In what appeared to be a challenge to the federal government to encourage wealth creation as well as entrepreneurial initiatives, former President Olusegun Obasanjo yesterday said his government was able to produce 25 billionaires.
The former president said this at a ceremony for the second edition of the Tony Elumelu Foundation (TEF) Entrepreneurship Forum in Lagos. He however did not name the 25 billionaires.
“My delight is to be able to create Nigerian billionaires. I always say it proudly that my aim when I was in government was to create 50 billionaires from Nigeria. Unfortunately I failed, because I created only 25,” he explained.
Responding to an earlier remark by the Minister of Information, Alhaji Lai Mohammed, who was also at the event, that the federal government had taken steps to improve the business environment, Obasanjo said Nigerians and investors “want to see the results.”
The former president urged the federal government to ensure that they create conducive environment for entrepreneurs to succeed in Nigeria.
The former president added: You have to create a conducive environment for people who want to do business here. We have to make them wanting to come to Nigeria and if we cannot do that, we have failed. If you say you are doing that (referring to the minister of information), let us see the results.”
He noted the difficulties faced by prospective investors coming to Nigeria and the challenges they face when setting up their businesses in the country.
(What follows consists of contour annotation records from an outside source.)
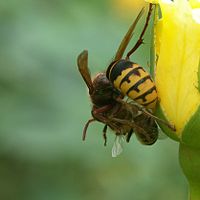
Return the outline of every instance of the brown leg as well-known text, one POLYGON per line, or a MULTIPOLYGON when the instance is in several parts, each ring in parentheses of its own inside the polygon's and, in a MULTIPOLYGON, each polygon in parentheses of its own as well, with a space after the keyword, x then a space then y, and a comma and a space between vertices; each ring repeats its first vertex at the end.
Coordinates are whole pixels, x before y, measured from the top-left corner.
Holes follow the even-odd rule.
POLYGON ((129 133, 128 133, 127 137, 126 137, 126 142, 129 142, 129 141, 130 141, 130 138, 131 138, 132 134, 133 134, 133 129, 131 129, 131 130, 129 131, 129 133))
POLYGON ((140 34, 140 37, 138 39, 138 41, 136 42, 135 46, 127 53, 126 55, 126 59, 129 60, 129 57, 137 50, 137 48, 143 44, 143 36, 144 36, 144 33, 148 27, 148 24, 149 24, 149 21, 150 21, 150 16, 151 16, 151 13, 152 13, 152 10, 153 10, 153 4, 150 3, 149 4, 149 11, 148 11, 148 15, 147 15, 147 18, 146 18, 146 23, 144 25, 144 28, 143 28, 143 31, 142 33, 140 34))
POLYGON ((106 144, 107 144, 107 136, 106 136, 107 127, 108 127, 108 125, 106 124, 106 125, 104 126, 104 128, 103 128, 104 146, 106 146, 106 144))
POLYGON ((95 119, 89 119, 89 120, 87 121, 87 123, 85 124, 85 127, 84 127, 84 129, 83 129, 83 136, 82 136, 82 140, 83 140, 83 141, 84 141, 85 138, 86 138, 86 132, 87 132, 87 129, 88 129, 89 124, 92 123, 92 122, 94 122, 94 121, 96 121, 96 120, 95 120, 95 119))

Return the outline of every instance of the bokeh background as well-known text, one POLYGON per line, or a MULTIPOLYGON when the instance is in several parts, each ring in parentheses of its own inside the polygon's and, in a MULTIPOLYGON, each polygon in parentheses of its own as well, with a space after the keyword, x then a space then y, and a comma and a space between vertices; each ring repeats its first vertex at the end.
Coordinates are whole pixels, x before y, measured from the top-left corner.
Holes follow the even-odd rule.
MULTIPOLYGON (((172 140, 147 147, 133 137, 118 158, 111 157, 111 132, 103 146, 102 124, 81 140, 91 107, 77 55, 88 49, 92 74, 104 70, 142 6, 141 0, 1 1, 1 200, 187 198, 172 140)), ((149 44, 147 33, 135 62, 148 66, 149 44)))

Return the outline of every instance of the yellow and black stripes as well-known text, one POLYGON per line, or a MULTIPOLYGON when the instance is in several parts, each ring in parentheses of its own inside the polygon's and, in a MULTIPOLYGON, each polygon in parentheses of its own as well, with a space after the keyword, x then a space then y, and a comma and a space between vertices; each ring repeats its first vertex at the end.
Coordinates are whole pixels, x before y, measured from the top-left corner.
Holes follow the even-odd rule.
POLYGON ((128 60, 119 60, 108 67, 106 75, 123 95, 127 95, 146 108, 155 108, 156 87, 143 67, 128 60))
Obasanjo said: “A situation where somebody wants to come to Nigeria to invest and it takes almost six days to get visa is not proper. In other countries, they would get visa at the airport. We need to be able to register a company at just one point. We have not taken advantage of all the opportunities we have to support our SMEs to be able to produce and sell outside our shores. And if we don’t do a lot of that, those of you (the TEF Entrepreneurs) may be frustrated.
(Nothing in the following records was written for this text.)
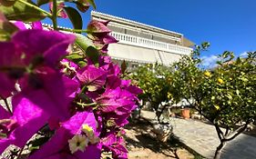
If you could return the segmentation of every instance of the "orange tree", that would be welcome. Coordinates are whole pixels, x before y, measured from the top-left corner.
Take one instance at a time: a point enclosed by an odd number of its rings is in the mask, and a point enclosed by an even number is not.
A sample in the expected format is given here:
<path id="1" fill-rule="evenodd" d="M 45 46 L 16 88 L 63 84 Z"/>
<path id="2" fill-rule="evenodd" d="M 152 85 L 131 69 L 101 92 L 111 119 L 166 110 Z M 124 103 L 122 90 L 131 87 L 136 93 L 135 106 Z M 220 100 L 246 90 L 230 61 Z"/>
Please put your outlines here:
<path id="1" fill-rule="evenodd" d="M 133 79 L 143 90 L 143 94 L 138 97 L 143 103 L 149 102 L 159 122 L 171 98 L 170 75 L 169 67 L 160 64 L 148 64 L 138 67 L 129 75 L 129 78 Z"/>
<path id="2" fill-rule="evenodd" d="M 173 65 L 170 90 L 176 101 L 186 99 L 215 126 L 220 144 L 214 158 L 220 158 L 226 143 L 256 118 L 256 52 L 243 59 L 224 52 L 218 66 L 207 71 L 200 67 L 200 52 L 208 45 L 197 46 L 191 56 Z"/>

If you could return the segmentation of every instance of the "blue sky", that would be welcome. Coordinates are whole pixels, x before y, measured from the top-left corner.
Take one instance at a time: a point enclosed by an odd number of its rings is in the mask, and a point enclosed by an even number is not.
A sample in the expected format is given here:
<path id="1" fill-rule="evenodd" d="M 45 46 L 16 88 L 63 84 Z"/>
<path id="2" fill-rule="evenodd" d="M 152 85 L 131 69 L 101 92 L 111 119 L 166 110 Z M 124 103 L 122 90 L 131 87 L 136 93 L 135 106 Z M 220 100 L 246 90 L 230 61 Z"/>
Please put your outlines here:
<path id="1" fill-rule="evenodd" d="M 97 11 L 182 33 L 195 44 L 210 42 L 210 51 L 202 55 L 207 57 L 226 50 L 236 55 L 256 50 L 256 0 L 96 0 L 96 4 Z M 83 15 L 86 21 L 88 17 L 89 13 Z"/>

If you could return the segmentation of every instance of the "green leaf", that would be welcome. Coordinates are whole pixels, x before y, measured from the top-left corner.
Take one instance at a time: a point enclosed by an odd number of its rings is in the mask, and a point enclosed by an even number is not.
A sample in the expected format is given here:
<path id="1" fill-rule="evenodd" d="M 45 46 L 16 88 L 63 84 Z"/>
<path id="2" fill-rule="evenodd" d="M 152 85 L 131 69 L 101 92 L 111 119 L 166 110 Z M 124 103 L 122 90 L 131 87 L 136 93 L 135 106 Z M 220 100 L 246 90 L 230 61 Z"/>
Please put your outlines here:
<path id="1" fill-rule="evenodd" d="M 99 57 L 98 51 L 93 46 L 88 46 L 86 54 L 87 56 L 93 62 L 93 64 L 96 66 L 98 66 L 98 57 Z"/>
<path id="2" fill-rule="evenodd" d="M 80 34 L 76 34 L 76 36 L 77 36 L 76 44 L 85 54 L 88 46 L 94 45 L 92 41 L 88 39 L 87 36 Z"/>
<path id="3" fill-rule="evenodd" d="M 94 0 L 87 0 L 87 2 L 93 6 L 94 9 L 96 9 L 96 5 Z"/>
<path id="4" fill-rule="evenodd" d="M 49 3 L 50 0 L 37 0 L 37 5 L 41 6 L 42 5 Z"/>
<path id="5" fill-rule="evenodd" d="M 64 9 L 72 22 L 74 28 L 81 30 L 83 28 L 83 20 L 77 9 L 70 6 L 64 7 Z"/>
<path id="6" fill-rule="evenodd" d="M 10 40 L 11 35 L 18 31 L 18 28 L 8 21 L 0 21 L 0 42 Z"/>
<path id="7" fill-rule="evenodd" d="M 124 74 L 126 72 L 127 68 L 128 68 L 128 65 L 127 65 L 126 61 L 124 60 L 122 62 L 122 64 L 121 64 L 121 72 L 122 72 L 122 74 Z"/>
<path id="8" fill-rule="evenodd" d="M 77 54 L 71 54 L 67 55 L 66 58 L 73 61 L 77 65 L 78 65 L 80 67 L 84 67 L 87 65 L 87 62 L 85 61 L 85 57 L 81 55 Z"/>
<path id="9" fill-rule="evenodd" d="M 36 5 L 30 0 L 24 0 L 26 3 Z M 20 1 L 16 1 L 14 5 L 7 7 L 0 5 L 0 10 L 9 20 L 20 20 L 24 22 L 35 22 L 42 20 L 46 17 L 46 15 L 34 7 L 28 6 Z"/>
“Let me tell you what I know. Agric and agri-processed products from Nigeria cannot enter into the United States. Even yam from Nigeria have to go through Ghana before going to America. You know why? There is a certification that is required for our agric produce to enter, which we don’t have. Simple thing, we don’t have, but Ghana has it. And it doesn’t take much to put that in place. Unless we have it, we can’t export these items to America.”
He however urged the young entrepreneurs to be resilient, saying it would not be a bed a roses.
Earlier, Mohammed said President Muhammadu Buhari’s administration was focused on moving the country away from a mono-product economy, to a diversified one.
The minister said: “We are left with no choice but to explore other areas because of the slump in crude oil price. The areas we are targeting include agriculture, solid minerals and the creative industries. As part of the government’s efforts at diversifying the economy, the federal ministry of agriculture is encouraging the local production of rice, maize sorghum, millet and soya beans. Today farmers in 11 of the country’s 36 states are receiving credit support through the Central Bank of Nigeria.”
He cited the Anchor Borrowers’ Programme which he said was successful in Kebbi State, adding that it would soon be extended to some other states. The minister said there had been efforts to boost power supply, and that funds for capital projects had improved significantly.
According to Mohammed, insecurity in Nigeria was being tackled decisively and the regulatory environment was improving.
“To encourage young entrepreneurs in the country, this administration is committed to improving the Ease of Doing Business in this country. In fact, the president has approved the setting up of a Presidential Council on Ease of Doing Business in order to remove unnecessary impediments in the registration of businesses, clearing of goods from the ports. This administration is also committed to improving the imbalance in the foreign exchange market,” he added.
The founder of TEF, Mr. Tony Elumelu said 65,000 applications were received and the Foundation in the past two years was able to select only 2,000 due to limited resources. “Friends of Africa need to seek ways of helping those that were not selected, young Africans who can change the fortunes of Africa. In the 21st century, no one but Africans will develop Africa and those that are blessed.
“The rich should do more by re-investing in the young ones because what counts is not how much you have in a bank account but the legacy you leave behind and the impact made. Talks with the African development bank in advanced stage for the ADB to take up additional 1000 out of those that were not selected,” he added.
The President of Sierra Leone, Ernest Bai Koroma, called for more support from policy makers in Africa to encourage entrepreneurship and innovation.
Africa, he said, is richly endowed with enormous resources which must be explored with value addition.
According to him, local production of goods through value addition should be encouraged such that Africa’s raw materials would no longer be exported, but processed in the country. He said the country’s young population should be given the required support.
Africa’s richest woman, Mrs. Folorunso Alakija, urged the TEF Entrepreneurs to ensure that they wre outstanding.
“The business world that you have decided to play is fraught with many challenges, dangers, difficulties and discouraging circumstances. You may need to fight and compete in other to succeed,” she added.